The function one_hot is:

def one_hot(word):
    v = torch.zeros(10000)
    v[word2idx[word]] = 1
    return v

Can anyone help me, please? Thanks

ptrblck · November 12, 2018, 3:21pm

Are you working on a multi-label classification task, i.e. is your target holding more then one valid class?
If so, I think you should try using nn.BCELoss and unsqueeze your target at dim0 using y = y.unsqueeze(0).
However, if that’s not the case and you are dealing with a multi-class classification, i.e. your target only stores one valid target class, you should use the class index instead of the one-hot encoded target.
You can get the class index using y = torch.argmax(y).
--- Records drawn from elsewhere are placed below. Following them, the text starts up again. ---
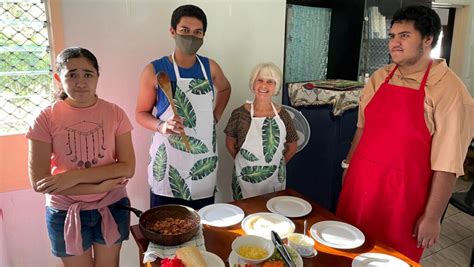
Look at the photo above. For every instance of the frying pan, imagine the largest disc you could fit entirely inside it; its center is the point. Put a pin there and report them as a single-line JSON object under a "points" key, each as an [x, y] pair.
{"points": [[161, 212]]}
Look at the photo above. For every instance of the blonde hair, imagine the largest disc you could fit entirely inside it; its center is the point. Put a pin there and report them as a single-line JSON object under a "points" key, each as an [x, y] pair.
{"points": [[266, 70]]}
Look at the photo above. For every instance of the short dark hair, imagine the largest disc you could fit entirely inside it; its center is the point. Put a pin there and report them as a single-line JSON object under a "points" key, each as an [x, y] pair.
{"points": [[188, 11], [66, 55], [425, 19]]}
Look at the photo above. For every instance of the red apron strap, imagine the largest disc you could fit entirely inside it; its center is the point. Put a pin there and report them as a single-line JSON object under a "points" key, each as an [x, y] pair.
{"points": [[390, 75]]}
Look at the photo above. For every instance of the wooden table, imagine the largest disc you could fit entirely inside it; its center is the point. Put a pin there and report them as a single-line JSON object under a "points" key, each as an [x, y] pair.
{"points": [[219, 240]]}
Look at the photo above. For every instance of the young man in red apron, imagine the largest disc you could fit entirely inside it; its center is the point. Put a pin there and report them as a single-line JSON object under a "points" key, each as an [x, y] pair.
{"points": [[392, 191]]}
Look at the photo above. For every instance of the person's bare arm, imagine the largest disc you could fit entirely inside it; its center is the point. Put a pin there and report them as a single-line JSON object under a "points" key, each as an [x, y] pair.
{"points": [[428, 226], [123, 167], [146, 101], [290, 150], [223, 89], [230, 143], [355, 142], [39, 161]]}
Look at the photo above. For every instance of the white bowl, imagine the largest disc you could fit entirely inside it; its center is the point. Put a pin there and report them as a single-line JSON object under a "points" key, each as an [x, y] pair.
{"points": [[253, 240], [303, 244]]}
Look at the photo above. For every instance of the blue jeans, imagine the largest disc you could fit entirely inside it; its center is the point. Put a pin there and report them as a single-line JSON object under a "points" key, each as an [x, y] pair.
{"points": [[90, 227]]}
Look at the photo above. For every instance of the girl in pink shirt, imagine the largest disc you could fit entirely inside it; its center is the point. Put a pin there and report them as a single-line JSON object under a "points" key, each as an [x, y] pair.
{"points": [[81, 156]]}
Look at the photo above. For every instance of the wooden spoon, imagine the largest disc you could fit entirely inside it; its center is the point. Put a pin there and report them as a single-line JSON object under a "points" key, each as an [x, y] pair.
{"points": [[164, 82]]}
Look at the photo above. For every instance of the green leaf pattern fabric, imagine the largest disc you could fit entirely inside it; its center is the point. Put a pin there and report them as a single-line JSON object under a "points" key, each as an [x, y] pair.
{"points": [[159, 165], [214, 139], [282, 171], [199, 87], [185, 108], [248, 155], [236, 190], [257, 174], [203, 168], [179, 188], [270, 137], [197, 146]]}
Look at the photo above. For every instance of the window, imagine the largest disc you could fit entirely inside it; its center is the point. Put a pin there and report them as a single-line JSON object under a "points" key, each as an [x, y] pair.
{"points": [[25, 63]]}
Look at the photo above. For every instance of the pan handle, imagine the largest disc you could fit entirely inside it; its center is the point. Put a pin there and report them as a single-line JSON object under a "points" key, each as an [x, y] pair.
{"points": [[137, 212]]}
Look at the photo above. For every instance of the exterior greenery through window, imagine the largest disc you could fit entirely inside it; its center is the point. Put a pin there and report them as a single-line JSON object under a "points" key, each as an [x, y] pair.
{"points": [[25, 63]]}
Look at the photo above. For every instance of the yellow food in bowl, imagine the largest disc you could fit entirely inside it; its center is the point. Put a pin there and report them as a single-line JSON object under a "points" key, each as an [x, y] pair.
{"points": [[252, 252]]}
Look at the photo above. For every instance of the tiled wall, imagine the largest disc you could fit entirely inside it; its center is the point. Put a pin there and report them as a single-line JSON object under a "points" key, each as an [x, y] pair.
{"points": [[307, 39]]}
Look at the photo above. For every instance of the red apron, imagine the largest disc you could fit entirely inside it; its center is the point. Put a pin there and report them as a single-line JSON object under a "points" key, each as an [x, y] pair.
{"points": [[388, 182]]}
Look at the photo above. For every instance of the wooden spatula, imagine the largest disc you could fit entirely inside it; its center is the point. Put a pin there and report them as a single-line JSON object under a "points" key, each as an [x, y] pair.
{"points": [[164, 82]]}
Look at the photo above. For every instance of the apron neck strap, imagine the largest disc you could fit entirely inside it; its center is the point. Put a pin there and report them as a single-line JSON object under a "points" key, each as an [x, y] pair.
{"points": [[423, 82], [252, 110], [176, 69], [390, 75], [425, 78]]}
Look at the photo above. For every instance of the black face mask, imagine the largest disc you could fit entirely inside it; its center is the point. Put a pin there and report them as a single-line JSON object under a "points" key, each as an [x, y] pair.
{"points": [[188, 44]]}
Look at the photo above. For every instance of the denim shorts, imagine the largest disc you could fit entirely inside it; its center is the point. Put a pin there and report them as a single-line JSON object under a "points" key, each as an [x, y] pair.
{"points": [[90, 226]]}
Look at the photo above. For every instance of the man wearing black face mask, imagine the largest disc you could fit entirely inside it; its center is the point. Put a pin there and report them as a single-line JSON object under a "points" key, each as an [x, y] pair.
{"points": [[175, 175]]}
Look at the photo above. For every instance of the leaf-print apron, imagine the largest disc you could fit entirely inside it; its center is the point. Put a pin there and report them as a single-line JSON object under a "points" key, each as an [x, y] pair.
{"points": [[388, 182], [172, 171], [259, 166]]}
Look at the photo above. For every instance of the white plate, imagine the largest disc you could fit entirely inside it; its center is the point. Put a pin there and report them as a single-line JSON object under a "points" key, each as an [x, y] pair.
{"points": [[337, 234], [262, 223], [212, 259], [377, 259], [234, 258], [289, 206], [221, 215]]}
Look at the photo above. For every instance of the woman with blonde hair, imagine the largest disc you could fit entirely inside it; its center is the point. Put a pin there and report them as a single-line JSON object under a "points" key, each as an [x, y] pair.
{"points": [[260, 137]]}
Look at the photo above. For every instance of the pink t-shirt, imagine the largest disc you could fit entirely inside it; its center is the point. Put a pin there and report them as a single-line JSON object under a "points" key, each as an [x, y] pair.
{"points": [[80, 137]]}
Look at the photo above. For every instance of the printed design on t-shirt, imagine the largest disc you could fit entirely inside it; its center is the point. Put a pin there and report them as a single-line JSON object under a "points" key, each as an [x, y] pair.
{"points": [[270, 138], [236, 190], [199, 86], [257, 174], [185, 109], [160, 163], [203, 168], [249, 156], [282, 171], [85, 143], [178, 185], [197, 146]]}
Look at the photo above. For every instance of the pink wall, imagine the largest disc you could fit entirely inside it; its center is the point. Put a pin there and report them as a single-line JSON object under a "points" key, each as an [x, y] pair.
{"points": [[13, 163]]}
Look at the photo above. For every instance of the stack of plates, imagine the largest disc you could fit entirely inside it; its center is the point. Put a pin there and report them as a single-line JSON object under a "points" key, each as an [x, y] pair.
{"points": [[221, 215], [377, 259], [289, 206], [263, 223], [337, 234]]}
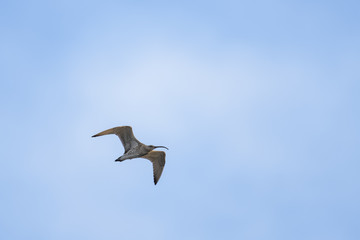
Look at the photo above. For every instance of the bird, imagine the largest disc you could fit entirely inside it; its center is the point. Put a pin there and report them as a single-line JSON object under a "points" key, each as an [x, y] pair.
{"points": [[135, 149]]}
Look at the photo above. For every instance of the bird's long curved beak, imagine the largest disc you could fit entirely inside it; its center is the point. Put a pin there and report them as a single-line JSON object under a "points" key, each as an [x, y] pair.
{"points": [[161, 147]]}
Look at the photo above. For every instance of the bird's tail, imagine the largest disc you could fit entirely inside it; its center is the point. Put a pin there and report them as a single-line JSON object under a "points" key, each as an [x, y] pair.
{"points": [[109, 131]]}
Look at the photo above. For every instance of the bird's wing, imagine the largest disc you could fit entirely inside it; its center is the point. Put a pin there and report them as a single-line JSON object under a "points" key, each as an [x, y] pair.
{"points": [[158, 160], [125, 134]]}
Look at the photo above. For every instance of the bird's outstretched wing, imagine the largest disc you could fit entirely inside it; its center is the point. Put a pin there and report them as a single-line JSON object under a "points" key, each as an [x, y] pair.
{"points": [[158, 160], [125, 134]]}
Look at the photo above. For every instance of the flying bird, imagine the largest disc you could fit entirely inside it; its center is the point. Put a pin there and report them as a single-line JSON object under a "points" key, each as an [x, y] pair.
{"points": [[135, 149]]}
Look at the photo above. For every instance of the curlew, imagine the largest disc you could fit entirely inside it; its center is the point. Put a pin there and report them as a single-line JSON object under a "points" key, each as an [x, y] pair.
{"points": [[135, 149]]}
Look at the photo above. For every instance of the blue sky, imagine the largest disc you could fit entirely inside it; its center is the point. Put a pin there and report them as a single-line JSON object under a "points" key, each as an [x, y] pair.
{"points": [[258, 102]]}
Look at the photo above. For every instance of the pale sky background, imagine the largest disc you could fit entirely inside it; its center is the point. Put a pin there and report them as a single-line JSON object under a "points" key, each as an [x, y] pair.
{"points": [[258, 102]]}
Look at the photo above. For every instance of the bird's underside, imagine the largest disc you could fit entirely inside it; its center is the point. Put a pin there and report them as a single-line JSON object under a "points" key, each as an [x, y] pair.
{"points": [[135, 149]]}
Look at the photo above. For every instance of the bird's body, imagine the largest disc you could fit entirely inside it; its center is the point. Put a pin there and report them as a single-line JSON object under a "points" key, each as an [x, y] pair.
{"points": [[135, 149]]}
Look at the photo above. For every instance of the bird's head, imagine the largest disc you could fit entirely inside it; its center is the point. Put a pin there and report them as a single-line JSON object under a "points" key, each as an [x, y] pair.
{"points": [[153, 147]]}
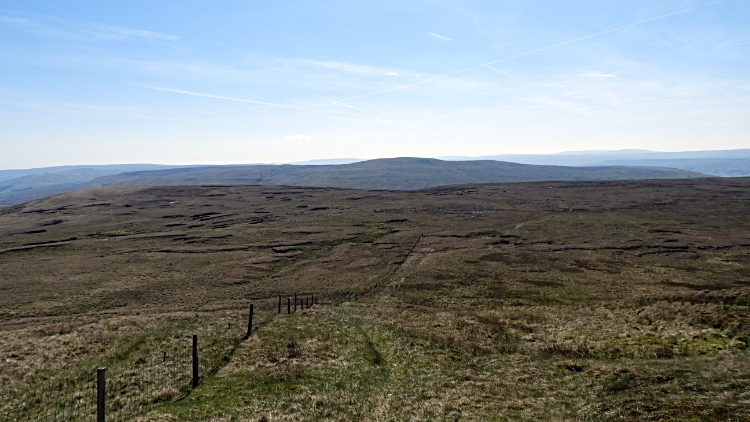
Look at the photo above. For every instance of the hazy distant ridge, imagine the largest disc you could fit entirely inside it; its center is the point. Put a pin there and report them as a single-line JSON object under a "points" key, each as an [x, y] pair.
{"points": [[392, 174]]}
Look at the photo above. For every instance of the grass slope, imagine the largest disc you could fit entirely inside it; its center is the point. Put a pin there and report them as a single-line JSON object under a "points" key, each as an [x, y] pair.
{"points": [[607, 300]]}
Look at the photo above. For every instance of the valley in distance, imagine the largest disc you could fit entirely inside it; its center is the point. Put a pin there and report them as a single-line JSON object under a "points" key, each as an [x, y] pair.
{"points": [[544, 301]]}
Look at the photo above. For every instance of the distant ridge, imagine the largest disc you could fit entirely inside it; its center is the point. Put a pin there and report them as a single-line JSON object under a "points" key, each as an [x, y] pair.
{"points": [[722, 163], [405, 173], [390, 174]]}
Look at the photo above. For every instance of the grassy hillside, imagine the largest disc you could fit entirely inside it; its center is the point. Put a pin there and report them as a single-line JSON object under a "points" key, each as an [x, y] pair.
{"points": [[393, 174], [18, 186], [619, 300]]}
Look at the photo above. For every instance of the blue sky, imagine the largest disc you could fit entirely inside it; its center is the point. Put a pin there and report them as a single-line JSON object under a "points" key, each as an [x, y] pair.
{"points": [[188, 82]]}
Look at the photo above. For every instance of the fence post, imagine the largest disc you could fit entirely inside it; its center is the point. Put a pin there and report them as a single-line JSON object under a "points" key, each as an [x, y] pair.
{"points": [[100, 393], [250, 322], [195, 360]]}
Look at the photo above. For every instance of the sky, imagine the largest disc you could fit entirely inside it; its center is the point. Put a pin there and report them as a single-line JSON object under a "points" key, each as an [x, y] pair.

beneyal · November 12, 2018, 3:25pm

The task is training a trigram model, so given two one-hot vectors (representing two words), I concatenate them, and the expected label is a one-hot vector representing the target word. I’m only expecting one label, it’s just one-hot encoded, and from what I know, I want to compare the softmax output to the target, which is what (I think) I’m doing…

ptrblck · November 12, 2018, 3:29pm

OK, in that case the second approach would be valid.
If you have one valid class for each sample, your target should have the shape [batch_size] storing the class index. E.g. if the current word would be class5, you shouldn’t store it as [[0, 0, 0, 0, 0, 1, 0, ...]], but rather just use the class index torch.tensor([5]).
As described in the other post, you can achieve this using torch.argmax.
The docs have some more examples.

Let me know, if that works.

beneyal · November 12, 2018, 3:37pm

I think it worked, the error is gone! Thank you so much!